I’ve been thinking about funerary customs and the significance of the symbolism involved. The symbolism of the traditional Christian funeral is obvious. The Christian concept of the resurrection is reflected in the modern burial. The body is buried in a nice casket since there is the belief the physical body will be recreated on Judgment Day.
The purpose of embalming, dressing and using cosmetology on the deceased comforts the living. Dead bodies are scary things. Really, the trappings of the wake and funeral are for the living, not the dead. The flowers, music, the funeral procession are for those who remain.
I know some Bulgarians, and they have their own unique funeral traditions. A few years ago I was invited to a Bulgarian friend’s wake for his mother. It was held at a Bulgarian Orthodox Church in Chicago. I had never been to a Bulgarian Orthodox Church before so it was very interesting. The priest spoke in Bulgarian, but I was told it was a very old version of Bulgarian that Bulgarians today barely understand. The church’s characteristic religious iconography was in full display and was quite different from what one would see other churches.

Bulgarian Orthodox Church
Bulgarians believe another informal memorial service should be held 40 days after the wake, for the soul of the departed. After attending the original service, I was indeed invited 40 days later to their second memorial service. What about this idea of a 40 day mourning period? It is their tradition. Here is what this tradition means from what I have been told.

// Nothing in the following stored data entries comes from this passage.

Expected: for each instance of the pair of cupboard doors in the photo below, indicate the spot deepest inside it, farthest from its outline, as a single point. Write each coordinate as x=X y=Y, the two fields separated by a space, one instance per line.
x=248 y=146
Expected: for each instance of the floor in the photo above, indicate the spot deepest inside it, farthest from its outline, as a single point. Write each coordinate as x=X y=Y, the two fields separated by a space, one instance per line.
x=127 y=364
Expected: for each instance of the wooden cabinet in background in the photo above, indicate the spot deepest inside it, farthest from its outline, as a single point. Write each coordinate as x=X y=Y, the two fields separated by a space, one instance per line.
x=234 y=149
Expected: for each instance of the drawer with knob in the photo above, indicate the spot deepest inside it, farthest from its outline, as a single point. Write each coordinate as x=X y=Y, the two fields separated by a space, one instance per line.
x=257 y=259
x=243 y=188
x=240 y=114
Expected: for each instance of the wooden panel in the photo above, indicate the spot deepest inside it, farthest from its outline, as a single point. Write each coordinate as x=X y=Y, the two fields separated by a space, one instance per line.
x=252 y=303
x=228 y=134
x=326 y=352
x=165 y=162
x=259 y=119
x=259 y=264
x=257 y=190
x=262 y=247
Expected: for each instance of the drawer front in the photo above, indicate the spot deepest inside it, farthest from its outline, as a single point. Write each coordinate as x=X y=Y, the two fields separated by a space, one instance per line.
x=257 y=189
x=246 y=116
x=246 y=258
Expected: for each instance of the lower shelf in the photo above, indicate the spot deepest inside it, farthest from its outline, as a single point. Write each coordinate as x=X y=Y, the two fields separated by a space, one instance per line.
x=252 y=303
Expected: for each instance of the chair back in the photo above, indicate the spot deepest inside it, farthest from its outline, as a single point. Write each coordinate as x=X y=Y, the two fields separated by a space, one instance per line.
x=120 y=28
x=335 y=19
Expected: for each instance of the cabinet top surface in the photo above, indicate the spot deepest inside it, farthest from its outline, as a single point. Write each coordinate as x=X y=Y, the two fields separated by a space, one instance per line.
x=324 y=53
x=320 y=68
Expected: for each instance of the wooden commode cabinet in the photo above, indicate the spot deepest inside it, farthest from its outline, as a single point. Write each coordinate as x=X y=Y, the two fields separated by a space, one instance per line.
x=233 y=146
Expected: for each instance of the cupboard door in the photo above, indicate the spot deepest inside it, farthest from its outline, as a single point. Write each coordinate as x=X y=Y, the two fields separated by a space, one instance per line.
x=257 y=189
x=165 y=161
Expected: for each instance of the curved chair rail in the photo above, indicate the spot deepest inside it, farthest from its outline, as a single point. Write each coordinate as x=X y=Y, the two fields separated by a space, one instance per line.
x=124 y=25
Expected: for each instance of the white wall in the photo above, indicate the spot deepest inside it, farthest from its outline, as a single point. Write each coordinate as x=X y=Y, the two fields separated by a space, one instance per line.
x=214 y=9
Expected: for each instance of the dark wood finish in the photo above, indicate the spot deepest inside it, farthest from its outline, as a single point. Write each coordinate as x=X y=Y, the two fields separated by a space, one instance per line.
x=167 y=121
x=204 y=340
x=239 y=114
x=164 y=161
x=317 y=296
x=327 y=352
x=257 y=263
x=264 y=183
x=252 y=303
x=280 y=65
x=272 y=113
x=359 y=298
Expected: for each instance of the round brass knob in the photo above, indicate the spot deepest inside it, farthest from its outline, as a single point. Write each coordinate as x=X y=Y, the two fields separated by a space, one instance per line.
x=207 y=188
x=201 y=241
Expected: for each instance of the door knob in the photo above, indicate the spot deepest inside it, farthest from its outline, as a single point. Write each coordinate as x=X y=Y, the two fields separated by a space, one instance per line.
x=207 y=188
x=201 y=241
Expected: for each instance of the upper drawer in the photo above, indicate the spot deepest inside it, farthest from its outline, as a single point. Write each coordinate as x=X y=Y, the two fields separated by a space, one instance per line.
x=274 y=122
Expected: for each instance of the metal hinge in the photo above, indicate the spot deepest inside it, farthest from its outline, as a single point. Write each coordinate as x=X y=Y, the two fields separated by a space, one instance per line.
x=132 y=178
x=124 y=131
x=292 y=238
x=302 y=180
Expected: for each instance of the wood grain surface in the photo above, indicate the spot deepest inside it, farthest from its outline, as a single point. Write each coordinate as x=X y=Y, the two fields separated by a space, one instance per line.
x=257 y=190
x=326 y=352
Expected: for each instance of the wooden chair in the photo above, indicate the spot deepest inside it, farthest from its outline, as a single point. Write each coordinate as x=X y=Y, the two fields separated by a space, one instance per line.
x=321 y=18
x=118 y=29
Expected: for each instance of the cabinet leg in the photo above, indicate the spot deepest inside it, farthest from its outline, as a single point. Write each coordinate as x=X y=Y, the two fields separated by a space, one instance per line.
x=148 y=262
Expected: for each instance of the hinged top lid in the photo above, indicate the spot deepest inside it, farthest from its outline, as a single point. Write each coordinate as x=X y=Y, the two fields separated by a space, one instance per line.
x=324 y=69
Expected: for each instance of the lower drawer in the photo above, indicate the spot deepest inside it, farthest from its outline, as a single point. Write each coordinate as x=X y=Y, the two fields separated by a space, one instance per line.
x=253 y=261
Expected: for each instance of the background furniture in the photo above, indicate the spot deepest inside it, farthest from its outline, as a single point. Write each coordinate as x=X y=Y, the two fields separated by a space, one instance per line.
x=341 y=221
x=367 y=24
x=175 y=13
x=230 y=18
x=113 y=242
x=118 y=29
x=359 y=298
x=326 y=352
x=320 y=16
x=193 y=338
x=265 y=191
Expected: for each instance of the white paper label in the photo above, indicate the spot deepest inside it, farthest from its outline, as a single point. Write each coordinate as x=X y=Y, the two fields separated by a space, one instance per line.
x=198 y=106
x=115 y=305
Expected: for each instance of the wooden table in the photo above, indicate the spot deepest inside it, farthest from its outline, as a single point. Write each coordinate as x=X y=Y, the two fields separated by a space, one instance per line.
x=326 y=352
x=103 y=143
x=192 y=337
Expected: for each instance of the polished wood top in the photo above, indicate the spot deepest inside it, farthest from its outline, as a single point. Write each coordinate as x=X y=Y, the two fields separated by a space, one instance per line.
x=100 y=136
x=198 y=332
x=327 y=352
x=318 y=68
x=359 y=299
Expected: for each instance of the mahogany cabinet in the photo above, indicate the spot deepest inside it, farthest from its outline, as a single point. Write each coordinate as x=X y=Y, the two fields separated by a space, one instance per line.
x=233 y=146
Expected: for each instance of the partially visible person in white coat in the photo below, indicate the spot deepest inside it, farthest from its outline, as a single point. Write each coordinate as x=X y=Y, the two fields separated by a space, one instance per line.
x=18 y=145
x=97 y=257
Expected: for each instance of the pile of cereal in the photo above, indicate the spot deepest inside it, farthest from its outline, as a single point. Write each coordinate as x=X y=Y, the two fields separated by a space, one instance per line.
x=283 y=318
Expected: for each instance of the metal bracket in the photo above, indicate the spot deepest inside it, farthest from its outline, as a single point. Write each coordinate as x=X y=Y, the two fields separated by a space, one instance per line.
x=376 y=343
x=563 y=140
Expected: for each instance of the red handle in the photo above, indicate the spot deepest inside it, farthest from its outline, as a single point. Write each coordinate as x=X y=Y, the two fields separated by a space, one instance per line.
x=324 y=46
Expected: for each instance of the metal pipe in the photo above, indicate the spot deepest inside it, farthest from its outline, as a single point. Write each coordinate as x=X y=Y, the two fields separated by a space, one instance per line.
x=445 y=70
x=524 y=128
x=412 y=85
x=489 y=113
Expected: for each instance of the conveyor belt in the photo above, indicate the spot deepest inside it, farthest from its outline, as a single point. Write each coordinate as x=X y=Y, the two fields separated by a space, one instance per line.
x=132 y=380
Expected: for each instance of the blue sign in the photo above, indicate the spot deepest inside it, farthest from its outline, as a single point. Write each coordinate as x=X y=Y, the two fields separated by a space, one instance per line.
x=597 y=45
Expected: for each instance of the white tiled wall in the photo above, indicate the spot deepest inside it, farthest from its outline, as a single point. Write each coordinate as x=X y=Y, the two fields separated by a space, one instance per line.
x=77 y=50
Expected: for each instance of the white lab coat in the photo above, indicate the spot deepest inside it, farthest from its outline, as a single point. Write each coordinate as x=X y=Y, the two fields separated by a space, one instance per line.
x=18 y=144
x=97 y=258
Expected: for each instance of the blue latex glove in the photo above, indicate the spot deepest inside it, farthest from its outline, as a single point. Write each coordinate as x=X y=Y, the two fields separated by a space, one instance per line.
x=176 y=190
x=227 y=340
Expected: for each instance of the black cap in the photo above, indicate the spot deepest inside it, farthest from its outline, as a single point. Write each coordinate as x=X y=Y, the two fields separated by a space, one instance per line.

It is suggested that the dead may not necessarily depart the physical world immediately after death. The soul may linger, returning to the places were they lived and frequented during life. The departed may return to their daily routines and live the same life for a certain period of time because the soul cannot change itself so quickly. This is something new for the soul. Therefore the relatives and friends of the departed have to help the soul feel comfortable. During these 40 days, when there is a family dinner, a place should be left at the dinner table for the departed and a meal set-aside at his or her favorite spot. The family should continue to talk with the departed soul, so the soul will not feel frustrated that nobody is listening to them. Eventually during this time, the soul will understand nobody can hear what they say, and that things have changed. And they will come to understand they have to move on to their new existence beyond. During this time, the dead will gradually break free of their connection to life, and by the 40th day they will have departed the physical world to be united with God.
I was told of another tradition held in Bulgaria where a special cup of wine is often left at the tombstone. Also, there was a glass box with a candle inside. The glass box was used to prevent the candle from being extinguished. Every time a loved one visited the grave, they would replace and light the candle and refill the wine cup. These traditions are what the souls of Bulgarians expect. After death, the souls could become confused, and these traditions help guide the dead towards their final destiny.
These unique Bulgarian customs are not meant to only comfort the living, but to actually comfort the dead and guide them to accept their new existence. For them death is a gradual process, and they continue to communicate with the dead during that time. It is a very spiritual way to accept death. Is it a better approach then our modern commercial approach to funerals, where we bury and then try to forget?